Der Protagonist Karl Roßmann kann als „Held“ des negativen Bildungsromans eingestuft werden, denn ihm gelingt es nicht, durch eigene Reflexion eine Weiterentwicklung zu initiieren und er kann keine eigene Innerlichkeit entwickeln. Man könnte ihn auch als unempathischen Protagonisten einstufen, z.B. sein Verhältnis zu Therese, an deren Schicksal er keine Anteilnahme zeigt.

5.     „Der Verschollene“ als Auswanderungsroman

Zwar will Karls Onkel aus seinem Neffen einen richtigen „Amerikaner“ machen, aber da Karl die Gepflogenheiten und Abläufe des Einwanderlandes nicht kennt, bricht er  unbewusst die Meidungsgebote und dieses Austreten aus dem System wird hart sanktioniert, z.B. durch den Verstoß des Onkels. Die Bekanntschaft mit Robinson und Delarmarche, die als Repräsentanten mafioser Strukturen gelten können, leitet den Abstieg Karls ein.

6.    Machtstrukturen

Macht ist ein taktisches Gewaltspiel, in dem einige die Regeln kennen und andere nicht. Nur der Mächtige ist der Spielmacher und so wird Karl zur ohnmächtigen Spielfigur, die sich in den neuen Verhältnissen nicht behaupten kann und sich passiv ergibt.

7.    Gerechtigkeit und Ungerechtigkeit

Im Laufe des Romans entwickelt sich Karl vom Fürsprecher (Kapitel Heizer) zum Sklaven (Naturtheater Oklahama). Karl nimmt dabei nicht die Verhaltensweisen seiner Umgebung an, sondern akzeptiert seine zunehmende Unterdrückung.

„Mit Karl Roßmann hat Franz Kafka eine Figur konstruiert, die von klein an nicht in die Lage versetzt wurde, reflexiv zu handeln.“ (Prof. O. Gutjahr).

Anschließend arbeiteten die Studierenden mit den Schülerinnen und Schülern vertiefend zu den oben ausgeführten Themen und dann wurden diese Ergebnisse von Schülerinnen und Schülern im Plenum vorgestellt.

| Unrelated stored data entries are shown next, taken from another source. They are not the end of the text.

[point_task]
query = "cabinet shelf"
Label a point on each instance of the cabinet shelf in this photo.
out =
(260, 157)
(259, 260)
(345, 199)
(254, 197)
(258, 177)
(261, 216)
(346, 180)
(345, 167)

Das Gespräch zwischen Frau Prof. Gutjahr und dem Schauspieler Philipp Hochmair war für unsere Schülerinnen und Schüler, die kurz vor ihrem Abitur stehen, ein toller Input. Denn Philipp Hochmair lebt den Unterschied zwischen Job und Beruf, er ist ein berufener Schauspieler, der das Theaterspielen in exzellenter Weise verkörpert, er strahlt Enthusiasmus aus und er will sich selbst immer weiter entwickeln.

Das Wochenendseminar stellte eine erfolgreiche Kooperation zwischen Theater, Universität und Schule dar und bot den Schülerinnen und Schülern die einmalige Gelegenheit sich optimal auf das Abitur vorzubereiten.

Vielen Dank an Frau Prof. Dr. Gutjahr und den Studierenden sowie Frau Manke vom Thalia-Theater für die viele Vorarbeit und die tolle Durchführung. Ich danke auch allen Schülerinnen und Schülern, die ein Wochenende im Thalia Theater verbracht haben und sich damit ganz sicher sehr gut auf das Abiturthema vorbereiten konnten. Die Veranstaltung war ein voller Erfolg!